After a brief period of obsession with the Masterchef series, in particular Junior Masterchef Australia, I was inspired to try some of the dishes that were created on the show.
I trip to the Masterchef Australia website , provided me with a huge pile of new recipes to test out, both challenges set by guest chefs and intriguing creations from contestants.
The first recipe that caught my eye was Donna Hays Four Tier Chocolate layer cake, which featured on Junior Masterchef. With four layers, it was a very impressive cake, but the recipe seemed simple and not too time consuming, so I decided to give it a whirl. This was my first attempt at anything more than two layers in a cake!
The cake itself was delicious, and has thus become my new go to chocolate cake for any occasion when chocolate cake is required, (it’s amazing how often these occur!). It’s moist and crumbly, but holds together well when cutting it to make layers. The stand out in this recipe, however, has to be the cream cheese chocolate icing. I love cream cheese icing, but the combination of cream cheese and chocolate brings it to a whole new level and is (in my opinion) a vast improvement on a chocolate buttercream. The cheesy tang really balances the sweetness of the chocolate nicely.
I didn’t quite achieve a 4 layer cake as the recipe suggests, the second cake seemed a little thin to cut in half, but the result was still impressive and very tasty! I chose to top it with sweetened whipped cream, white chocolate shavings and strawberries, but just about anything would go.
- ½ cup water
- 60g butter, chopped
- 2 tablespoons cocoa
- 1 cup plain flour, sifted
- ½ teaspoon bicarbonate of (baking) soda, sifted
- 1 cup caster sugar
- 1 egg
- ¼ cup buttermilk (I used milk and a little lemon juice as buttermilk isn’t available in Spain)
- ½ teaspoon vanilla extract
1. Preheat oven to 150°C (300°F).
2. Place the water, butter and cocoa in a saucepan over medium heat and stir until the butter has melted.
3. Place the flour, bicarbonate of soda and sugar in a bowl, add the cocoa mixture and whisk to combine.

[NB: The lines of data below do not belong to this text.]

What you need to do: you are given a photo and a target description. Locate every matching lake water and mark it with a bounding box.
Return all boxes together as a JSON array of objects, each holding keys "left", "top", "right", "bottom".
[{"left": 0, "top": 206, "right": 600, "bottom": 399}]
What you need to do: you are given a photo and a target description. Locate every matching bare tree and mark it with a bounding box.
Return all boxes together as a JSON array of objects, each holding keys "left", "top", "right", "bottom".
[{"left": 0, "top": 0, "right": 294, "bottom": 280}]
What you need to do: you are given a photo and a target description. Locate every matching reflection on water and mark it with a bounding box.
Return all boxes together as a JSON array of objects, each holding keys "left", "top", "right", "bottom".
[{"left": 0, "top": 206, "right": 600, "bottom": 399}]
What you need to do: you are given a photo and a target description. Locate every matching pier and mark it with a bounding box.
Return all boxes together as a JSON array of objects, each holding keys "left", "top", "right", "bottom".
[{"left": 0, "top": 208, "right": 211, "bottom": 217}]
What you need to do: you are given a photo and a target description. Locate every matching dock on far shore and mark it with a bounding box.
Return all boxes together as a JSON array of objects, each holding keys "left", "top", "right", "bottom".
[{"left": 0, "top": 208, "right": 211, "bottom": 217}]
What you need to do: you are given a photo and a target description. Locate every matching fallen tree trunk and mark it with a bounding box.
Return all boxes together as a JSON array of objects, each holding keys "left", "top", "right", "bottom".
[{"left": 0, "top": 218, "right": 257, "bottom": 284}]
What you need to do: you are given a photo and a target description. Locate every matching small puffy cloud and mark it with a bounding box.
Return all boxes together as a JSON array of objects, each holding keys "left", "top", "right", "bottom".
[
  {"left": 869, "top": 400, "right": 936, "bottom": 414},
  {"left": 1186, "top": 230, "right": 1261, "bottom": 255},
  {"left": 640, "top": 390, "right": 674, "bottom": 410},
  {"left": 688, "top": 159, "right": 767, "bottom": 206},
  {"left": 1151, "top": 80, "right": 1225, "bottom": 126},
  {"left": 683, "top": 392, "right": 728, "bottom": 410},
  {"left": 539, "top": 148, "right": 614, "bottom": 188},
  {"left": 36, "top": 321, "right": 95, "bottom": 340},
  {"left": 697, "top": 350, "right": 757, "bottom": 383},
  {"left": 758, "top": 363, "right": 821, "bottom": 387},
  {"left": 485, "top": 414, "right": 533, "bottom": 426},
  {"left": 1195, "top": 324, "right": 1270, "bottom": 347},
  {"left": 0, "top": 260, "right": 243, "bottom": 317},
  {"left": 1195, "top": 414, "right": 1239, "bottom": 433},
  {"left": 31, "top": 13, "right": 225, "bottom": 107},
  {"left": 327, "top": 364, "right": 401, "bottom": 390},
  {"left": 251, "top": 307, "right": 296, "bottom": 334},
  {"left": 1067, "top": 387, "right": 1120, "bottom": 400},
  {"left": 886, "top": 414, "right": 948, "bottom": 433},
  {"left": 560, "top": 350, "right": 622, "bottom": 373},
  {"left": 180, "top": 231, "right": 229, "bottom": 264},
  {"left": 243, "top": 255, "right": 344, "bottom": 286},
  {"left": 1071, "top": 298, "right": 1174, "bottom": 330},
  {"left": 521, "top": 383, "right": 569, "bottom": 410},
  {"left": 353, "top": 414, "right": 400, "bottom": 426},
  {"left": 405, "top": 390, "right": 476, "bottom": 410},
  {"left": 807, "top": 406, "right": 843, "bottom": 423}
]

4. Add the egg, buttermilk and vanilla and whisk to combine.
5. Divide mixture between 2 lightly greased 12cm round cake tins lined with non-stick baking paper.
6. Bake for 40–45 minutes or until cooked when tested with a skewer. Allow to cool in the tins for 5 minutes.
7.Turn out onto wire racks to cool completely.
While the cake is baking, make the cream cheese frosting.
chocolate cream cheese frosting
- 50g butter, softened
- 250g cream cheese
- 1 cup icing sugar mixture, sifted
- ¼ cup cocoa, sifted
I made double icing quantity as I love a lot of icing!
1. Place the butter and cheese in the bowl of an electric mixer and beat for 6–8 minutes or until pale and creamy.
2.Add the icing sugar and cocoa and beat for a further 6–8 minutes or until light and fluffy.
To assemble, slice the cakes in half horizontally. Place one cake layer on a plate and spread with one quarter of the frosting. Repeat with remaining layers and frosting. Decorate as desired.